Prior Lake goaltender Kyle Miller has an encounter with Mankato West's Ville Rantanen. Photo by Helen Nelson
“I was just kind of waiting for him to make his move,” said Miller, who finished with 31 saves, about 10 of them coming courtesy of Rantanen blasts. “I thought he would deke a little more, but he took his shot.”
Rantanen scored 56 points (23 goals, 33 assists) in 25 games last season for Kiekko-Espoo, a U-18 team in Finland.
“I’ve always been a scorer,” Rantanen said.
Playing in the Big 9 Conference and against mostly southern Minnesota competition certainly hasn’t hurt Rantanen’s point total. He scored a combined 11 points in two games against Mankato East, which has won just one of its 18 games so far.
Rantanen scored 19 goals in the Scarlets’ first five games, but his production has slowed in the season’s second half as West’s schedule has become more difficult and opposing defenses pay close attention to the Flying Finn.
“I don’t know if maybe the season is getting to him, you know, being away from home,” Mankato West coach Curtis Doell said. “He is just not getting the full 51 minutes in.
“He turned it on again in the third period. When he is moving his feet and skating and shooting the puck instead of trying to beat everybody on the ice, he is a lot more successful.”

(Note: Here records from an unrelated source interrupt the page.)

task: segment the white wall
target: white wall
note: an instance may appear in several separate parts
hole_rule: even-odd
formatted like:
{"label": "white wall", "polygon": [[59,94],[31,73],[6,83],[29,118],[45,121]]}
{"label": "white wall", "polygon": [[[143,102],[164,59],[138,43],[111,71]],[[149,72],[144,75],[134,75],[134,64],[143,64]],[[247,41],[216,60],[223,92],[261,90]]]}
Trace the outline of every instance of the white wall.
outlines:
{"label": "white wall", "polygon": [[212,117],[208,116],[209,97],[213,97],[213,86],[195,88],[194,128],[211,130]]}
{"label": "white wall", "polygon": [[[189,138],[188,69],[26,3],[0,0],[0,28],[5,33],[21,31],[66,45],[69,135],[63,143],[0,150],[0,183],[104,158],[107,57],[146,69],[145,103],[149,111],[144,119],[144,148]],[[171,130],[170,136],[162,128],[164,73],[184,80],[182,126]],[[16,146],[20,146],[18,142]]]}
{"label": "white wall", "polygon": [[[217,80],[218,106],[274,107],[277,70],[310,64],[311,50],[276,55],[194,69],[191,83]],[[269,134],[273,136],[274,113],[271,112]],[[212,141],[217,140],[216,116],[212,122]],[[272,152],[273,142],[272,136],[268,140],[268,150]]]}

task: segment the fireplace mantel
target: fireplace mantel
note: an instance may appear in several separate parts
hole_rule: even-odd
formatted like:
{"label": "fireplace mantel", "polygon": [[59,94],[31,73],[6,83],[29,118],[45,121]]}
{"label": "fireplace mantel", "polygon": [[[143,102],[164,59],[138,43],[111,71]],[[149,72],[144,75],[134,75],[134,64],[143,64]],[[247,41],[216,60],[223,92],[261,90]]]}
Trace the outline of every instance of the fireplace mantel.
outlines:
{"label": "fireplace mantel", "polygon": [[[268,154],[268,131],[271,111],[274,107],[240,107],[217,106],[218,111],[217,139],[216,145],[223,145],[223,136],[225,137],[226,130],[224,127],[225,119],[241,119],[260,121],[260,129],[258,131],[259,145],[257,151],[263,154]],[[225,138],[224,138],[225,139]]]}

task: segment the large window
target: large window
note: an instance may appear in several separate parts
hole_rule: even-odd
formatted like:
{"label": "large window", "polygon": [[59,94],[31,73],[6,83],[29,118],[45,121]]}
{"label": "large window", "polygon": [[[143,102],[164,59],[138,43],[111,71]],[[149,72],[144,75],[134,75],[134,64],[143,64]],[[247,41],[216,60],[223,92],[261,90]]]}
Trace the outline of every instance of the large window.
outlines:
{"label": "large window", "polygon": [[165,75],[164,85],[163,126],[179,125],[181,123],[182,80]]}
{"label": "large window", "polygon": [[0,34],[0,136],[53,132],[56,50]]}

Fueled in part by Rantanen’s scoring – his 61 points puts him second in the state through Jan. 28, eight behind leader Tyler Heinonen of Delano -- Mankato West is 12-5-2 after going 11-14-1 last season. The Scarlets are in contention for the Big 9 Conference title and are considered one of the teams capable of beating Section 1A favorite Rochester Lourdes and earning a trip to the state Class 1A tournament.
Rantanen said he’s had to adjust to a more physical style of play than what he had grown accustomed to in Finland. He’s also noticed that opposing teams have been paying attention to the state scoring charts.
“I’ve seen a lot more man-on-man defense,” he said.
Doell has seen it, too.
“He’s got to realize we are playing the North American game,” Doell said about Rantanen. “Everybody is hitting, everybody is going for you. They know who you are, so they are all coming.”
Ville Rantanen of Mankato West takes a tumble in front of Prior Lake defender. Photo by Helen Nelson
Prior Lake notched one of the biggest wins in the program’s history earlier this season when the Lakers upended Bloomington Jefferson 4-2 on Jan. 20 at the Dakotah! Ice Center in Prior Lake.
The victory was especially sweet for Lakers coach Joe Pankratz, a former Bloomington Jefferson star.
“When we played Jefferson, we played really well,” Pankratz said. “We just did a lot of things right.”
Two nights after the big win over the Jaguars, the Lakers lost 3-1 to high-powered Eagan. The score was 2-1 late in the third period when the Wildcats scored a shorthanded goal to ice the victory.
“We had a good run there where we were playing pretty well,” Pankratz said after Prior Lake tied Mankato West 3-3 on Friday, Jan. 28. “Right now we’re not playing as good as we can play.”
Prior Lake, formerly a member of the Missota Conference, is now in the newly formed South Suburban Conference, a league that features state powers such as Burnsville, Apple Valley, Bloomington Jefferson and Eagan.
The Lakers are 5-10-3 and could play the spoiler role in the Section 2AA playoffs. Burnsville, Edina and Holy Angels are likely to receive top seeds in the section tournament, and Prior Lake could face Jefferson again in the playoffs.
State goal-scoring leader Ville Rantanen, a Mankato West senior, was held to a single assist as the Scarlets skated to a 3-3 tie with Prior Lake on Friday, Jan. 28, at Dakotah! Ice Center in Prior Lake.